Per ciascuno dei grandi Autori con i quali ha lavorato, Andò ha avuto parole di riconoscenza e ammirazione. “Fellini era il più misterioso, non abbiamo veramente legato ma non ho mai visto nessuno lavorare come lui, aveva un modo di organizzare le riprese assolutamente unico, riusciva a creare una geometria perfetta in mezzo al caos assoluto. Sul set di ‘E la nave va’ mi volle sempre vicino alla coreografa Pina Bausch, che aveva scelto come attrice ma che temeva avrebbe abbandonato le riprese dopo avere visto il suo particolare approccio alla regia. Per una scena le chiese di cantare semplicemente una ninnananna anziché recitare le battute previste, tanto poi le avrebbe cambiate al montaggio”.
“Con Francesco Rosi, per il quale ho lavorato in ‘Cristo si è fermato ad Eboli’ si creò invece una grande amicizia, ci sentivamo al telefono anche tre volte al giorno. Era un grande professionista che seppe esprimere una drammaturgia civile. Ora sto lavorando con sua figlia Carolina e sono emozionato perché mi sembra di lavorare con una sorella”.
“Francis Ford Coppola mi colpì per la convinzione e il dubbio con il quale girava un film, ‘Il Padrino Parte III” che era una battaglia della quale non era del tutto persuaso. Era un regista disincantato, uno che ne aveva viste veramente tante. Ma anche molto audace: per una scena sulla scalinata del Teatro Massimo di Palermo, che lui immaginava come una scena d’opera, voleva che dietro la macchina da presa ci fosse Peter Brook ma poi dovette accontentarsi di un regista di routine”.

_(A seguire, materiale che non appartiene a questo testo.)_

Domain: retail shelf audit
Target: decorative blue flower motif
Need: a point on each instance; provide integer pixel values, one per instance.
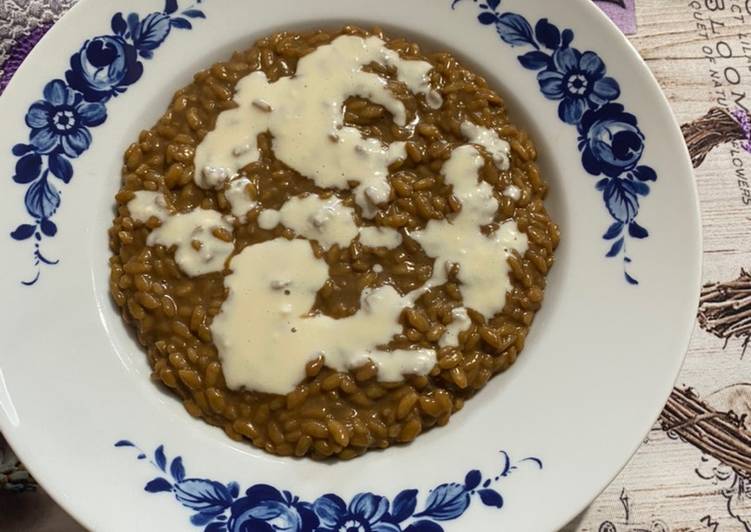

A proposito di Michael Cimino, con il quale ha collaborato per “Il siciliano”: “Con lui ho molto legato, siamo stati insieme in Sicilia per ben sei mesi, era sempre alla ricerca di location particolari perché il paesaggio era il vero protagonista dei suoi film, come per John Ford. L’ho visto per l’ultima volta a Roma, durante una cena, era già trasfigurato dai vari interventi di chirurgia estetica. ‘Tu pensi che io stia diventando donna?’ mi chiese. In realtà pensai che fosse un uomo che stava male, che aveva subìto la fine di quel cinema che lui aveva così bene incarnato e che non si faceva più, non ha retto il fatto di non potere più girare”.
Nel corso dell’incontro c’è stato anche il tempo di ricordare affettuosamente Bruno Ganz, recentemente scomparso, che recitò per Andò nel primo lungometraggio del regista, “Diario senza date”. “Sono poi tornato a lavorare con lui per ‘Il caso Kafka’ con Moni Ovadia affidandogli la voce dello scrittore. E lui volle registrarla recitando a memoria, senza leggere il testo. Mi colpì profondamente”.